Account Net-Liq: $19,047.39
SPX value: 3,224.73
I have been trading the strategy I was talking about in my previous entries in my diary in my ROTH account for some time now. I have been accumulating shares of HP until I reached 100 shares, later on, I kept accumulating PPL, and now I am accumulating AT&T (T) shares. I keep selling covered calls and using the proceeds to buy more shares. My HP covered call trade is stalled now a bit. I had to sell CCs below my purchase price and at some point, oil companies started rallying hard and I had to roll my covered calls higher to avoid assignment which would cause selling my shares way below my average cost basis. Not happy but it is what it is. Now the CC is in good shape but my expiration is way away in December 2020. Not much happy either but there is no rush. It would not be good pushing these trades and force them. I am in December, so I have to wait. Period.

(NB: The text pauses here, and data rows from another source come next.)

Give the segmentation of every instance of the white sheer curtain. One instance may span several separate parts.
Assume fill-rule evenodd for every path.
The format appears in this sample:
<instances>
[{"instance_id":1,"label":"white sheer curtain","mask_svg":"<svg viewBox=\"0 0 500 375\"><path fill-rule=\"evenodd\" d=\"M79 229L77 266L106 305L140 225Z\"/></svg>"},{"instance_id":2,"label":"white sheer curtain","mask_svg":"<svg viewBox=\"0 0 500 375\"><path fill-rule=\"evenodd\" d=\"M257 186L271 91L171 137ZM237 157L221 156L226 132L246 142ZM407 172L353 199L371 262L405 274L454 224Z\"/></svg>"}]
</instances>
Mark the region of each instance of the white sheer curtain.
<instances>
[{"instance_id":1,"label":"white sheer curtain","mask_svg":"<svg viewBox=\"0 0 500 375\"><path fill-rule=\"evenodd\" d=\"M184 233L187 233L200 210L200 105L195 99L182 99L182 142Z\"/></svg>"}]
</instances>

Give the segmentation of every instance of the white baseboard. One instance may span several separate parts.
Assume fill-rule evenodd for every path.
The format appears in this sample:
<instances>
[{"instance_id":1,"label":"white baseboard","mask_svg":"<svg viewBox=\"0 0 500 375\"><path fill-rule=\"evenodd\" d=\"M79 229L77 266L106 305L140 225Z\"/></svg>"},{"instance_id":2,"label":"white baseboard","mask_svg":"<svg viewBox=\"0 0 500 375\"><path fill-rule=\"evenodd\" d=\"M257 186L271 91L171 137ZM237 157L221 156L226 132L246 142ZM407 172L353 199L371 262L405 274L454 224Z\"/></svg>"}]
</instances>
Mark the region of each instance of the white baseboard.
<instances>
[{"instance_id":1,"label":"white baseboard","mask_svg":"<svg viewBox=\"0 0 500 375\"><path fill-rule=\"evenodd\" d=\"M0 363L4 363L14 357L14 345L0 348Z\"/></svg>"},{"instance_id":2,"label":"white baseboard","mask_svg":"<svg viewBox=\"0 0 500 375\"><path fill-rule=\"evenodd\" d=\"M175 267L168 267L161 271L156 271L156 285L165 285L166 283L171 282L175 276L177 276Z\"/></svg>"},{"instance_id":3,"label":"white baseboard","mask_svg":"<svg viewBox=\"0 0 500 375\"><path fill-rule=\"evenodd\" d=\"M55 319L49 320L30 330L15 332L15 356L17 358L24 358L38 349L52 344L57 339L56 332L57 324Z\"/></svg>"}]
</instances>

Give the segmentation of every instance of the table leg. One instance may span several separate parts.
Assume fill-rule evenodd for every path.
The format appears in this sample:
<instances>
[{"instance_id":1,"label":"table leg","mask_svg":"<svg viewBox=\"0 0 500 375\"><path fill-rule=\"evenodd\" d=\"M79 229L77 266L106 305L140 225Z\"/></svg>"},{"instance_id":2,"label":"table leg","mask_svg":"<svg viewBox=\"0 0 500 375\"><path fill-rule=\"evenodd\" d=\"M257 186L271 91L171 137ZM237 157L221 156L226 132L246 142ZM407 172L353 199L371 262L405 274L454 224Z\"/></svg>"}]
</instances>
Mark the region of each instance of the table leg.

My PPL trades are in good shape. I could sell CCs above my purchase price, so I do not have to worry about rolling that much. If the stock rallies high and I can’t roll or would have to roll way away in time, I’d rather sell the shares for a profit and start selling puts to buy back in. But PPL is a slow lazy stock. It doesn’t rally that much and that fast, so, will see.
However, it seems, this account is doing extremely well under this strategy. Yes, there are drawdowns, but overall, the account prospers. It is not a quick-rich scheme, but I am happy with the results.